J’explorais du regard les maisons pavoisées
De bannières au vent, de femmes aux croisées :
Errant de groupe en groupe, avec des yeux ravis,
Je m’arrêtai soudain, car je vis… oh ! je vis
Une de ces beautés qu’entre mille on rencontre,
Que le ciel ironique un seul instant nous montre,
Frais mirage qui glisse aux yeux du pélerin
Dans un désert brûlant et sous un ciel d’airain,
Types de la peinture et de la statuaire,
Si pures que leur toit devient un sanctuaire,
Si belles qu’un cœur mort s’épanouit auprès,
Et qu’en se rappelant, un demi-siècle après,
Cette femme sans nom qu’on n’a plus retrouvée,
On se dit : L’ai-je vue ou bien l’ai-je rêvée ?
L’étendard, agitant son ombre sur le sol,
Nous éventait tous deux de son frais parasol ;
Mais, rouge de pudeur, la figure charmante
S’abrita sous ses plis, comme sous une mante.
Immobile à la place où son œil me troubla,
Je répétai longtemps encore : Elle était là !
Et cependant la foule inondait l’avenue…
Je tressaillis, touché par une main connue,
Et la voix d’un ami : Par Apollon, mon cher

Quelle rime, béant, flaires-tu donc dans l’air ?

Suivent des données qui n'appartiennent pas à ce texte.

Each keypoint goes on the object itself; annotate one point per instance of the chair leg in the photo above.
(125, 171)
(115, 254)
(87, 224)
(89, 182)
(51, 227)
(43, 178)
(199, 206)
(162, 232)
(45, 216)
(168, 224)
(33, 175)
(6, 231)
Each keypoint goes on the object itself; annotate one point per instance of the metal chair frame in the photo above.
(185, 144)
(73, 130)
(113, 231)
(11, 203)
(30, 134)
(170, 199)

Dans mon obscur Éden pourtant j’avais une Ève
Que je m’étais créée et que j’aimais en rêve.
Pour essuyer des pleurs, le succube chéri
Inclinait sur mes yeux ses yeux bleus de péri,
Ses baisers enivraient mes lèvres altérées,
Mes doigts vierges palpaient ses formes éthérées ;
Je m’élançais la nuit, emporté dans ses bras,
Vers un monde idéal parsemé d’Alhambras,
Et lorsque, fatigués de leurs métamorphoses,
Les Sylphes vont dormir dans le hamac des roses :
À ce soir, disait-il en fuyant ; et le soir,
Sur mes genoux encore il revenait s’asseoir.
De ma blanche statue, ici-bas sans modèle,
Je fus longtemps l’époux et le prêtre fidèle ;
Mais je t’ai vue, ô toi dont j’ignore le nom.
Je t’ai vue, et, soudain, honteux Pygmalion,
T’inaugurant déesse en mon âme exaltée,
J’ai sur son piédestal brisé ma Galatée ;
Contre un doux souvenir j’ai lutté, mais en vain :
L’ange a ployé Jacob sous son genou divin.

Patriotes martyrs, pardonnez… Mais, que dis-je ?…
Quelle tête brûlante est pure de vertige ?

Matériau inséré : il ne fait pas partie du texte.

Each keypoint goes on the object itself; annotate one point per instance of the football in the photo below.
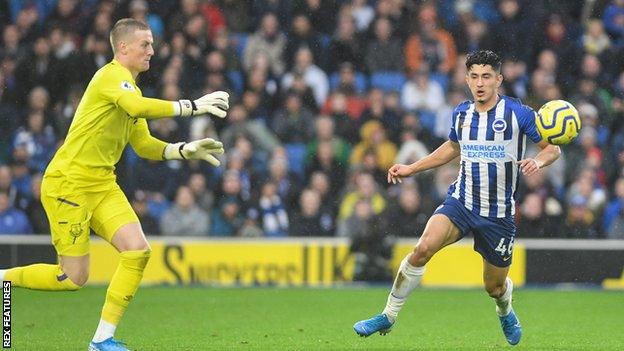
(558, 122)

Ceux que j’ai vu passer sur le fatal brancard,
Que mes pleurs ont bénis dans leur fosse à l’écart,
Quand ils tombaient au pied des Suisses victimaires,
Soupiraient d’autres noms que le nom de leurs mères.
En donnant des baisers à des cadavres saints,
Le peuple fossoyeur découvrait sur leurs seins
Des boucles de cheveux, odorantes encore,
Scapulaires d’amour qu’à vingt ans l’on adore.
Les tribuns précurseurs, dont le nom nous est cher,
Dans leur forte poitrine avaient un cœur de chair :
Danton, l’ours montagnard, souffrant qu’on le muselle,
Grognait d’amour, charmé par les des yeux de gazelle ;
Louvet, dans les déserts où la loi le traqua,
Comme la liberté pleurait Lodoïska ;
Un ange blond veillait au chevet de Camille ;
Vergniaud, pour parer un sein de jeune fille,
Condamné, détachait de son sein de martyr
La montre qui tintait le moment de partir ;
Et quand Chénier frappait sa tête volcanique
Que livrait à la hache un tribunal inique,
Sentant battre son cœur qu’une image brûla,
Il pouvait dire aussi : « J’ai quelque chose là. »

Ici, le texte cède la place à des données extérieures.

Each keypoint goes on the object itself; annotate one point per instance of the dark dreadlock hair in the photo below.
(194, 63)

Et nous prétendrions, nous, enfants que nous sommes,
Marcher droit dans la route où chancelaient des hommes !

Oh ! nous pouvons comme eux unir avec fierté
Au culte de l’honneur celui de la beauté.
Grâce à ton souvenir, toi que j’ai vue éclore
Au soleil de juillet, sous un pli tricolore,
Avec plus de ferveur mes hymnes salûront
L’étendard amoureux qui caressa ton front,
Et je me souviendrai, si son vol me réclame,
Que ces nobles couleurs sont celles de ma dame…

Mais, paladin rêveur, mon culte extravagant
N’aura pas conquis même un baiser sur le gant :
Comme dans un harem, captive au gynécée,
Nul souffle ne ternit sa limpide pensée ;
Dans les sentiers connus on ne la froisse pas,
Le grand air est trop vif pour ses frileux appas,
Ainsi, dans nos vallons la rose orientale,
Que Thibaut transplanta de la rive natale,
S’exilant à l’écart, semble dire à nos fleurs :
Pâles filles du Nord, vous n’êtes pas mes sœurs.
Si la presse demain, bruyante entremetteuse,
Lui glisse, humide encor, mon épître flatteuse,
Hélas ! comme au hasard, sa main froide ouvrira
Cette page qui brûle, et rien ne lui dira
Qu’un souffle de sa bouche a fait vibrer ma lyre,
Que son regard créa les vers qu’il vient de lire ;

Et, peut-être, la feuille où je les ai semés
Bouclera sur son front ses cheveux parfumés.